Startet das PEP-Cmdlet mein System neu?

Der PEP-Durchsetzungsablauf ist so ausgelegt, dass während des Finalisierungsschritts jeweils ein Knoten nach dem anderen neu gestartet wird.

Troubleshooting

Dieser Abschnitt enthält Schritte zur Problembehandlung für häufige Probleme, die während des Entschärfungsprozesses auftreten können.

Warnung gibt an, dass fehlende Zertifikate vorhanden sind.

  • Installieren Sie das neueste OEM-Firmwarepaket, das die fehlenden Zertifikate bereitstellt.
  • Nachdem Sie das OEM-Firmwarepaketupdate angewendet haben, folgen Sie den Plattformwarnungen.
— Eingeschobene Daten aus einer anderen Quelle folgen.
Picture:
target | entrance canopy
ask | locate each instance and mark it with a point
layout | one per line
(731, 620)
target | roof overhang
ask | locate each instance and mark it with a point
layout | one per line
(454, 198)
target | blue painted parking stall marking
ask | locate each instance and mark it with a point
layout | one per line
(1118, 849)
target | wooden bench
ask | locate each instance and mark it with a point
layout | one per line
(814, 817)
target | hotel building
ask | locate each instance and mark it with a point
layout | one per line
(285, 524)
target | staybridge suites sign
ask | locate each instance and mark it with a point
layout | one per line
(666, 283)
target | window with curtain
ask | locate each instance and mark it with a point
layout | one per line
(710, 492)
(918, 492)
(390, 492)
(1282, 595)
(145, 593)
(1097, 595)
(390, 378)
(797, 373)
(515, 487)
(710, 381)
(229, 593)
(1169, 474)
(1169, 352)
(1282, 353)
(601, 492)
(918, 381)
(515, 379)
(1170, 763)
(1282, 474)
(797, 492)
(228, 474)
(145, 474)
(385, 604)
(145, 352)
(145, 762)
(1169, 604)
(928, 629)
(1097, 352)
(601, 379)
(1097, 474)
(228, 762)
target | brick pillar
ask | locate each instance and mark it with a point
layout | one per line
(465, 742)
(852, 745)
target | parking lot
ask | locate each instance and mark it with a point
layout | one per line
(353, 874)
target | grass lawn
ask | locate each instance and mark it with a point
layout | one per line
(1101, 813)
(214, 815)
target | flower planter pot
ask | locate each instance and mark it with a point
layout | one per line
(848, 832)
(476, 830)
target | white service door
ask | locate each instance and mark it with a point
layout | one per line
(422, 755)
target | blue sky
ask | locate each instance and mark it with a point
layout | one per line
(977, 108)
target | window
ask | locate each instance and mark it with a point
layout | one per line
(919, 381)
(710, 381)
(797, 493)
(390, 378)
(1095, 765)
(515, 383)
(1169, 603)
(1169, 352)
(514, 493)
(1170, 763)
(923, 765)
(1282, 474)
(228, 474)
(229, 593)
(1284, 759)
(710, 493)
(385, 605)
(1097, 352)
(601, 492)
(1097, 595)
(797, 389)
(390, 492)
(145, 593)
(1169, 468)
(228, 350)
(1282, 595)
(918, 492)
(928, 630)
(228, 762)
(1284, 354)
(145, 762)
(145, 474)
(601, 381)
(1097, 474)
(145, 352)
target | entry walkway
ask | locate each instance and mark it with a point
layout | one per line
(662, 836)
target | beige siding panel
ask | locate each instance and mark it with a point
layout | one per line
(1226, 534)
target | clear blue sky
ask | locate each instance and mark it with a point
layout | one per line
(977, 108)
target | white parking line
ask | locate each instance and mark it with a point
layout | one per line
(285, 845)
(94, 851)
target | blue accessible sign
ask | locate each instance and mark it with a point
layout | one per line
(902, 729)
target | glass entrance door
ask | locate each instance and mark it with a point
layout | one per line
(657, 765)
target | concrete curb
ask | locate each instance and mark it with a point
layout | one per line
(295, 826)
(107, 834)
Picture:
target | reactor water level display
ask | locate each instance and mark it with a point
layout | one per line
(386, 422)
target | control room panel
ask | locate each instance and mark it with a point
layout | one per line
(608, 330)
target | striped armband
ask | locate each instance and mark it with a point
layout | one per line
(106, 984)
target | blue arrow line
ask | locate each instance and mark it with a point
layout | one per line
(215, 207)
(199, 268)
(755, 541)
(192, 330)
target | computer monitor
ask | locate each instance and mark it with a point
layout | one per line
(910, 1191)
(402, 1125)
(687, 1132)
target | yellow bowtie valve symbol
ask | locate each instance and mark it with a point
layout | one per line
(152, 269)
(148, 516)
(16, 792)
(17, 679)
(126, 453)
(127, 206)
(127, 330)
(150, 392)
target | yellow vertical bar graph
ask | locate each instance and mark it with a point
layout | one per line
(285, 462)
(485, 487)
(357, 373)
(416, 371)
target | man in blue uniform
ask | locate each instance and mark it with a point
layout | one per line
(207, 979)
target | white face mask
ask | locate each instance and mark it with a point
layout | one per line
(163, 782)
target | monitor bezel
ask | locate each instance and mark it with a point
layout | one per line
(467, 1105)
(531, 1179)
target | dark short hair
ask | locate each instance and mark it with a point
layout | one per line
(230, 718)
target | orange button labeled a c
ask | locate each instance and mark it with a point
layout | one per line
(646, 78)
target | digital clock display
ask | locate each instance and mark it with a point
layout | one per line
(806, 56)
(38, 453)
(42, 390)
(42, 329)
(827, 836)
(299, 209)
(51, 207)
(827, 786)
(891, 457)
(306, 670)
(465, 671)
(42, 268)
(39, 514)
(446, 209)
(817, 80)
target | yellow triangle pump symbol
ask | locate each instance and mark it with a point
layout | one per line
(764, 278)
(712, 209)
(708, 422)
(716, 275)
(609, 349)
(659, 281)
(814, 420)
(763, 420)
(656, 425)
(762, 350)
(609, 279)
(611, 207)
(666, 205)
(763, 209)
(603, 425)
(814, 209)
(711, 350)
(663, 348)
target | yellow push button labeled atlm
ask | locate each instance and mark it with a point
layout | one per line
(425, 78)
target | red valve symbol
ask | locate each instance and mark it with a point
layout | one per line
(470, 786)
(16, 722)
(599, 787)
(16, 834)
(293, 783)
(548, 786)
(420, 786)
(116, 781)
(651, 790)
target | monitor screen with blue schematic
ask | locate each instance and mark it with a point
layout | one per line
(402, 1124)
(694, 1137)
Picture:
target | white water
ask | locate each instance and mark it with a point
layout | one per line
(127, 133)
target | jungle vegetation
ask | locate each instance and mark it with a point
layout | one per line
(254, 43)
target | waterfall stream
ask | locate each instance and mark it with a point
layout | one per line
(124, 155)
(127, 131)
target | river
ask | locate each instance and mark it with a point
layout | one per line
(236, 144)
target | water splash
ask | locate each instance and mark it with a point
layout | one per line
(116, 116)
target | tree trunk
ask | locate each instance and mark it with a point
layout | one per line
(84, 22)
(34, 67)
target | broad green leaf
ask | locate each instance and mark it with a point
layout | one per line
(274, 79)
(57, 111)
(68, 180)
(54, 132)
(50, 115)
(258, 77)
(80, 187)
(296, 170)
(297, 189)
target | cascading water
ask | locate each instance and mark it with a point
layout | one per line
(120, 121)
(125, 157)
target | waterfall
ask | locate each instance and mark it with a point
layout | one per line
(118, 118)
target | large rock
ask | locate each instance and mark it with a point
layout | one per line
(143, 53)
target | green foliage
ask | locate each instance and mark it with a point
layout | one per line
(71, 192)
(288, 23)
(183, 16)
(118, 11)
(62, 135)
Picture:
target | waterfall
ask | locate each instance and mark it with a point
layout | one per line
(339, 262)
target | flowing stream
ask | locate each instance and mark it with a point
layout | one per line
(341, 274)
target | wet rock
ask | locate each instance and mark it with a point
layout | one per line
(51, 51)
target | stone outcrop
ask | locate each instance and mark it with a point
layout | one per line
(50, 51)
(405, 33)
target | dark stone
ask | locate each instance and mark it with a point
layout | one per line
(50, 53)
Wenn Sie dazu aufgefordert werden, führen Sie das folgende Cmdlet Privileged Endpoint (PEP) aus, um das Update des Start-Managers abzuschließen: Start-SecretRotation -UpdateBootManager.

Warnung gibt an, dass der Start-Manager nicht aktualisiert wurde.

Führen Sie Start-SecretRotation -UpdateBootManager aus.